Implement ordinary differential equation (ODE) models to capture the dynamics of SPCC584.13 synthesis, degradation, and modification. Parameter estimation should be performed using time-course data from perturbation experiments, such as cycloheximide chase assays for protein stability . For more complex networks, consider partial differential equation (PDE) models that incorporate spatial information from immunofluorescence imaging.

Integrate transcriptomic data with protein-level measurements to build multi-scale models that connect SPCC584.13 activity to downstream gene expression changes.

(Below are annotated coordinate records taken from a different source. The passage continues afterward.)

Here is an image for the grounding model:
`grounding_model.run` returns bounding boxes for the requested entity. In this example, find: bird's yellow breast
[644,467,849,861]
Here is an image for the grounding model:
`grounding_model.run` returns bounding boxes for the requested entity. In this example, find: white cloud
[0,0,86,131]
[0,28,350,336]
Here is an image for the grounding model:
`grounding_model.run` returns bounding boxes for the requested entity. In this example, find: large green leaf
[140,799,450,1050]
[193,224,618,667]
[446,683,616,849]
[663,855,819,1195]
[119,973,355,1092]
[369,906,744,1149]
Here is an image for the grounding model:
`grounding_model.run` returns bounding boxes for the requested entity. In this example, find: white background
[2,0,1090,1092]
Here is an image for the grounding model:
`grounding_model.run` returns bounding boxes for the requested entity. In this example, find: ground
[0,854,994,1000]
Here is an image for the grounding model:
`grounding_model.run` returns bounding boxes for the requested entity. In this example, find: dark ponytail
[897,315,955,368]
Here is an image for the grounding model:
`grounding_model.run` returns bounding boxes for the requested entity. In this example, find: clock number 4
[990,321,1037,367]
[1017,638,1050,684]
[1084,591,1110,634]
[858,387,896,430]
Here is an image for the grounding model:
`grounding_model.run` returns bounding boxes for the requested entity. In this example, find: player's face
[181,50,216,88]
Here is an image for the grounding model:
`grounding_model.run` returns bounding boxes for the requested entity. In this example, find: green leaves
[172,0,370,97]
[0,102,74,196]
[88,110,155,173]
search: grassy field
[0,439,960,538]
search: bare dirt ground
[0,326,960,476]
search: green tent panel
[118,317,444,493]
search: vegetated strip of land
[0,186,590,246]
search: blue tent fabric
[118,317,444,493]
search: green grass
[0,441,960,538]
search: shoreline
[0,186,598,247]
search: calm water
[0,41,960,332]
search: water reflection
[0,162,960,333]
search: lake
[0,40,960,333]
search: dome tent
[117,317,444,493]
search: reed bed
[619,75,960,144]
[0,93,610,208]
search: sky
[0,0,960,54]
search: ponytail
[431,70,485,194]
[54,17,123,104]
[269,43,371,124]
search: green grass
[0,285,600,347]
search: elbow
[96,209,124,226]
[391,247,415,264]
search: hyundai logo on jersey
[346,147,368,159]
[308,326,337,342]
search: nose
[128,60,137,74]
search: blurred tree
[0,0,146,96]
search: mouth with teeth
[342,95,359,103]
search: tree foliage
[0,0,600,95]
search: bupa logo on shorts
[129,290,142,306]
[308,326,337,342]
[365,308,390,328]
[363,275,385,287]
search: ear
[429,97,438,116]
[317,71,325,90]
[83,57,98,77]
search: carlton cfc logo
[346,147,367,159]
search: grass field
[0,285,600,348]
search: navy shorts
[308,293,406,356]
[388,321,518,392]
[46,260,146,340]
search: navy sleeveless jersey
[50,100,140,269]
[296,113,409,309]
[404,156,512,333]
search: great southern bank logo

Bayesian network approaches can help infer causal relationships within these regulatory networks. Validate model predictions through targeted experiments, such as measuring the effects of specific SPCC584.13 mutations on network dynamics.

For stress response modeling, similar to cadmium response pathways regulated by Zip1 , implement Boolean network models to capture the logic of regulatory interactions under different conditions. These models can predict cellular responses to combinatorial perturbations and identify key regulatory nodes that could serve as intervention points. The resulting models should be made publicly available through resources like BioModels or CellCollective to facilitate community development and refinement.